I shouted at her and walked away. As I did so, I spotted someone in a uniform hovering on the other side of the room. It was Officer Yi, looking like he could not bring himself to come over and join me but could not quite leave either. The moment my eyes met his, he dropped his head and avoided my gaze. His eyes were very bloodshot. Suddenly, I thought about how I had said I was not Yunsu’s sister. I stood next to the wall and wept. I wept like Peter when he denied knowing Jesus three times. It was 10 o’clock.

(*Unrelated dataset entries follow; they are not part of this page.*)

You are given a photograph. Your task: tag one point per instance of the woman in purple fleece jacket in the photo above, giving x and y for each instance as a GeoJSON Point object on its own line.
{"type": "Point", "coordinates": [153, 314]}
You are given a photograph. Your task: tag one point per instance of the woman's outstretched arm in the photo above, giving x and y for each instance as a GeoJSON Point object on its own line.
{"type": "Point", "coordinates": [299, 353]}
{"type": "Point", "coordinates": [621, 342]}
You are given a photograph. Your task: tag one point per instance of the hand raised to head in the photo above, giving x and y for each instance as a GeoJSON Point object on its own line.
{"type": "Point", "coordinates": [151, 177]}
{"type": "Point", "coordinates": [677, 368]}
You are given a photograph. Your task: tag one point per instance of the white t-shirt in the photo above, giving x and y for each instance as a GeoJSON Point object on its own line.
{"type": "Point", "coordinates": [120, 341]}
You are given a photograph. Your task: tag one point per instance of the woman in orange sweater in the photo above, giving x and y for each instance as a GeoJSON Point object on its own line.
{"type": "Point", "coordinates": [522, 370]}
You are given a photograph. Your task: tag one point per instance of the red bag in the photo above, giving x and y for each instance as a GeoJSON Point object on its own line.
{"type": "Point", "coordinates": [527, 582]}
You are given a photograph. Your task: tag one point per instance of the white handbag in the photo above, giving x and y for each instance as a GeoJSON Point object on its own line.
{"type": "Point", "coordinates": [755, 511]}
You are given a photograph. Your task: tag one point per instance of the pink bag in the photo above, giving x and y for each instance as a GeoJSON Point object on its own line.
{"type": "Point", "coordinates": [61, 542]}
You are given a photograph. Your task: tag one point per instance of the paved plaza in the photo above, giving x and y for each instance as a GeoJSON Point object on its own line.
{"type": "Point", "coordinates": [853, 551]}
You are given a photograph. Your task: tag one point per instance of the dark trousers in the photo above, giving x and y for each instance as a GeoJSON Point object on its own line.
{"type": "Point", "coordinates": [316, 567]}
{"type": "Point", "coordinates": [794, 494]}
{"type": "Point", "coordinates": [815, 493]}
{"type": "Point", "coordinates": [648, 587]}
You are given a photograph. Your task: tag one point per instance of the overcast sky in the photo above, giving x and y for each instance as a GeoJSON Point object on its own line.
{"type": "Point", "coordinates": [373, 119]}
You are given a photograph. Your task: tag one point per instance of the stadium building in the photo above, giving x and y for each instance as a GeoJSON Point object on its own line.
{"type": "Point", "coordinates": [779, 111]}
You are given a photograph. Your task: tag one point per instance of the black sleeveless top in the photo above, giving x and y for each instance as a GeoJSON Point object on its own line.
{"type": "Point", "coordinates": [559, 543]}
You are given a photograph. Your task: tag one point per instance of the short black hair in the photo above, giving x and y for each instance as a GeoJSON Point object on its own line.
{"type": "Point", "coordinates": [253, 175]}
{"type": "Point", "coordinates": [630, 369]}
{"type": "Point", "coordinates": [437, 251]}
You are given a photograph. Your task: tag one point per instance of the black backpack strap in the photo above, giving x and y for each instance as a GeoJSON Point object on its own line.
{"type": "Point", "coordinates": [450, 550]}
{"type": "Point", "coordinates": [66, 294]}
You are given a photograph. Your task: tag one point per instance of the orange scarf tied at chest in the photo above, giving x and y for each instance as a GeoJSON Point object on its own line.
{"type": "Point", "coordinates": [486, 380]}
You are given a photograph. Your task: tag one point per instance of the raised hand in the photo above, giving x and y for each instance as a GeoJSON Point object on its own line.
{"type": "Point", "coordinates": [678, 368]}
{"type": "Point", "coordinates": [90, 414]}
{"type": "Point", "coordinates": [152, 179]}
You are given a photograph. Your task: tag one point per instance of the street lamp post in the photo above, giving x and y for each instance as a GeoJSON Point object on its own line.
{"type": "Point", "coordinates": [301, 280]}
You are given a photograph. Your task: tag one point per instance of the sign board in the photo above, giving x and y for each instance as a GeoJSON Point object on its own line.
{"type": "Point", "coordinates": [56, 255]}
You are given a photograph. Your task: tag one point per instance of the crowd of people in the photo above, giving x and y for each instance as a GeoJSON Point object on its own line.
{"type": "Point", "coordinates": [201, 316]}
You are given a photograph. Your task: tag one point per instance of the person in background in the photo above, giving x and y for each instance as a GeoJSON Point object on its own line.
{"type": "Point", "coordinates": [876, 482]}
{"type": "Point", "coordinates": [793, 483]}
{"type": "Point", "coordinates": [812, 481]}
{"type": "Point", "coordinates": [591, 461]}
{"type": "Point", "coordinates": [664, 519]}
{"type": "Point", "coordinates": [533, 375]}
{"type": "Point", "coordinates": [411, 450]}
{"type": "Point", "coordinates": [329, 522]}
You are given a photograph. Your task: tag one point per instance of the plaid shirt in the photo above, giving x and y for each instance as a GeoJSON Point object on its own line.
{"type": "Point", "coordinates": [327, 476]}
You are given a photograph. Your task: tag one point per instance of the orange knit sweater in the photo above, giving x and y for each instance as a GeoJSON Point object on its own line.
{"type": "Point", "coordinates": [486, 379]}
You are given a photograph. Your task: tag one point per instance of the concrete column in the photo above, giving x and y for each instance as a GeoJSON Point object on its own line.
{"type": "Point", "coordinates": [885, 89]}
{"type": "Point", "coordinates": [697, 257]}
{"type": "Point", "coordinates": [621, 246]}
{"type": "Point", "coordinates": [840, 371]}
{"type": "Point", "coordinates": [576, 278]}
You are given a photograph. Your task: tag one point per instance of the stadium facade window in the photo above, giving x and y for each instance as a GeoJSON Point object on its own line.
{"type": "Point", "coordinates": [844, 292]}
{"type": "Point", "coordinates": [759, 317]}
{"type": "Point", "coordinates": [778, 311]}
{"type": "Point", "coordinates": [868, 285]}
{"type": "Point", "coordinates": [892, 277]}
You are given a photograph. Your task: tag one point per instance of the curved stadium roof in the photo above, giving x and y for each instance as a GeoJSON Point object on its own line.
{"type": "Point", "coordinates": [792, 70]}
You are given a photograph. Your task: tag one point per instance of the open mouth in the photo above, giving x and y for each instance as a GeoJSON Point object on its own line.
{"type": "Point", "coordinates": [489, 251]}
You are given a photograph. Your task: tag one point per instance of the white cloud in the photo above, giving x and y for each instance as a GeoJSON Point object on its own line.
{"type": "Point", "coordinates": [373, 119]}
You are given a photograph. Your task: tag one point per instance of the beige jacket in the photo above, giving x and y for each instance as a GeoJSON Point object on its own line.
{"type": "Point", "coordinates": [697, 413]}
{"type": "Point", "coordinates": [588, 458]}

Have I any pleasure in the death of the wicked, declares the Lord GOD, and not rather that he should turn from his way and live?
– Ezekiel 18:23
BLUE NOTE 18
Before I started writing these notes, I wrote a letter to my accomplice at his prison in Wonju. I told him I forgave him. I forgave him for switching our stories and hiring a lawyer and making me the main culprit. And I forgave the police for not investigating the case properly and wrongfully accusing me of rape and murder, the public defender who only came to see me twice in eight months while my three trials were taking place, the prosecutor who treated me like an insect rather than a human being, and the judge who pretended to be cool, as objective as a god, even while enraged at me for committing murder. I wrote that I forgave them all. I forgave my father who ended his life like a helpless animal. And, before the merciful Lord, I forgave myself. I told Him I forgave myself for beating up my little brother Eunsu, for not singing the national anthem for him even though it was his final wish, and for cursing in his face and running out on him when he was sick. And, for participating in the murder of three innocent people. Only then was I finally able to get down on my knees and beg for forgiveness from th
e two women and the helpless girl who died because of me. I was able to kiss the earth and exclaim: I am not a human being. I am a murderer.

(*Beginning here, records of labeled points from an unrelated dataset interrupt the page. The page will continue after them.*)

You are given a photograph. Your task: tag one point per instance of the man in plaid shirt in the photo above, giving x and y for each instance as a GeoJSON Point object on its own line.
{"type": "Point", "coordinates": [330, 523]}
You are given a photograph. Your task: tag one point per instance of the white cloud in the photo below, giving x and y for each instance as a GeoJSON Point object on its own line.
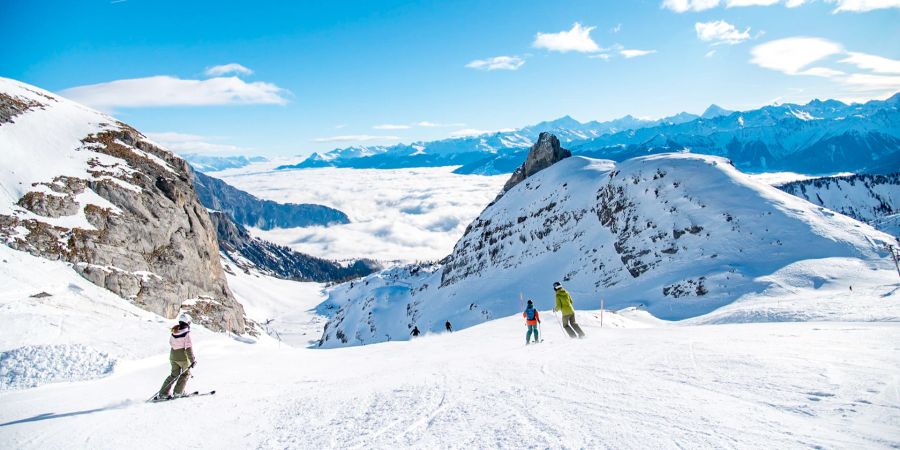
{"type": "Point", "coordinates": [409, 214]}
{"type": "Point", "coordinates": [225, 69]}
{"type": "Point", "coordinates": [428, 124]}
{"type": "Point", "coordinates": [184, 143]}
{"type": "Point", "coordinates": [879, 85]}
{"type": "Point", "coordinates": [863, 5]}
{"type": "Point", "coordinates": [791, 55]}
{"type": "Point", "coordinates": [634, 53]}
{"type": "Point", "coordinates": [356, 138]}
{"type": "Point", "coordinates": [497, 63]}
{"type": "Point", "coordinates": [578, 39]}
{"type": "Point", "coordinates": [681, 6]}
{"type": "Point", "coordinates": [720, 32]}
{"type": "Point", "coordinates": [603, 56]}
{"type": "Point", "coordinates": [874, 63]}
{"type": "Point", "coordinates": [170, 91]}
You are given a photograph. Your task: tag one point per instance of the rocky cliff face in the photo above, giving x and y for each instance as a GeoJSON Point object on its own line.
{"type": "Point", "coordinates": [543, 154]}
{"type": "Point", "coordinates": [248, 252]}
{"type": "Point", "coordinates": [82, 187]}
{"type": "Point", "coordinates": [250, 211]}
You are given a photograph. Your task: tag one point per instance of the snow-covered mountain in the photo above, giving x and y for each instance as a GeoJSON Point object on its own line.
{"type": "Point", "coordinates": [680, 234]}
{"type": "Point", "coordinates": [873, 199]}
{"type": "Point", "coordinates": [79, 186]}
{"type": "Point", "coordinates": [818, 137]}
{"type": "Point", "coordinates": [486, 154]}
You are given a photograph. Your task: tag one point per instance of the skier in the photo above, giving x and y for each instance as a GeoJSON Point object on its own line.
{"type": "Point", "coordinates": [532, 318]}
{"type": "Point", "coordinates": [565, 306]}
{"type": "Point", "coordinates": [181, 357]}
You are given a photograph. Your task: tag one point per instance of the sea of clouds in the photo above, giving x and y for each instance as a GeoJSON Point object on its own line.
{"type": "Point", "coordinates": [396, 215]}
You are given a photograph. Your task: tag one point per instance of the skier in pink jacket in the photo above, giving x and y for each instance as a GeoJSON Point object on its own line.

The reason I was able to do this is that, after coming to the detention center, I have been treated as a human being for the first time in my life. I understand for the first time what it means to be human and what it means to love. I know finally how people can speak to and treat each other with respect, and love each other with trembling hearts. Had I never murdered anyone and wound up here, I might have been able to extend my physical life, but my soul would have wandered forever through maggot-infested sewers. I would not have even known that they were maggots and that I was in the sewer. After coming here, I have experienced happiness for the first time. Waiting, getting excited about meeting someone, sharing a real conversation with another human being, praying for someone, meeting without pretense—I understand now what that all means.
Only someone who has been loved can love. Only someone who has been forgiven can forgive. I understand that.

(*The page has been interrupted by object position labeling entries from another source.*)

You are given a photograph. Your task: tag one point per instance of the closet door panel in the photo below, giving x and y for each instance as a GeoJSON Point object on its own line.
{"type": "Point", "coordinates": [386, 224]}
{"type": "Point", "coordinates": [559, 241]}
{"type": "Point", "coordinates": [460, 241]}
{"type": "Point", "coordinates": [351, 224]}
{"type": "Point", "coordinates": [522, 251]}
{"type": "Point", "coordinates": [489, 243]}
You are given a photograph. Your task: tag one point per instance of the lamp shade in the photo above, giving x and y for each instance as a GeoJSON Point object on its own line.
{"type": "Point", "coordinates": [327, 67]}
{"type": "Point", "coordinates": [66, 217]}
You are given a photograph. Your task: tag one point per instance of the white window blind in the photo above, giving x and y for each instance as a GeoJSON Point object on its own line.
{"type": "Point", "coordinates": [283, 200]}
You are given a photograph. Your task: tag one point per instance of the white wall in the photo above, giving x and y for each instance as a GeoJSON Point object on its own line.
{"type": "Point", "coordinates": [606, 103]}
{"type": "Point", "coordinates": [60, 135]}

Probably no one will find this notebook until after I am dead. If the president who used to be on death row puts a stay on further executions as he promised, then I will have to say all of this myself, even though the words have so far refused to come out of my mouth. Nevertheless, if I do die, then please, whoever is reading this, please pass it along to Sister Monica’s niece, Mun Yujeong. I wanted to tell her everything and have more real conversations with her, but I couldn’t bring myself to. I was afraid she would be disappointed in me. I was afraid she would be disappointed and leave, like everyone else in my life. If she refuses to take this notebook, then please tell her one thing for me: The times we spent together, the instant coffee we drank, the little pastries we shared—those few hours each week enabled me to bear any insult, withstand any pain, forgive any grudge, and truly repent for my sins. Tell her that, because of her, I have had so many warm and precious and happy times. And tell her that, if she were to allow me, I would do whatever it takes to comfort her wounded soul. Finally, if God permits me to before I die, I want to tell her the words that I have never once said to anyone else in my life: I love you.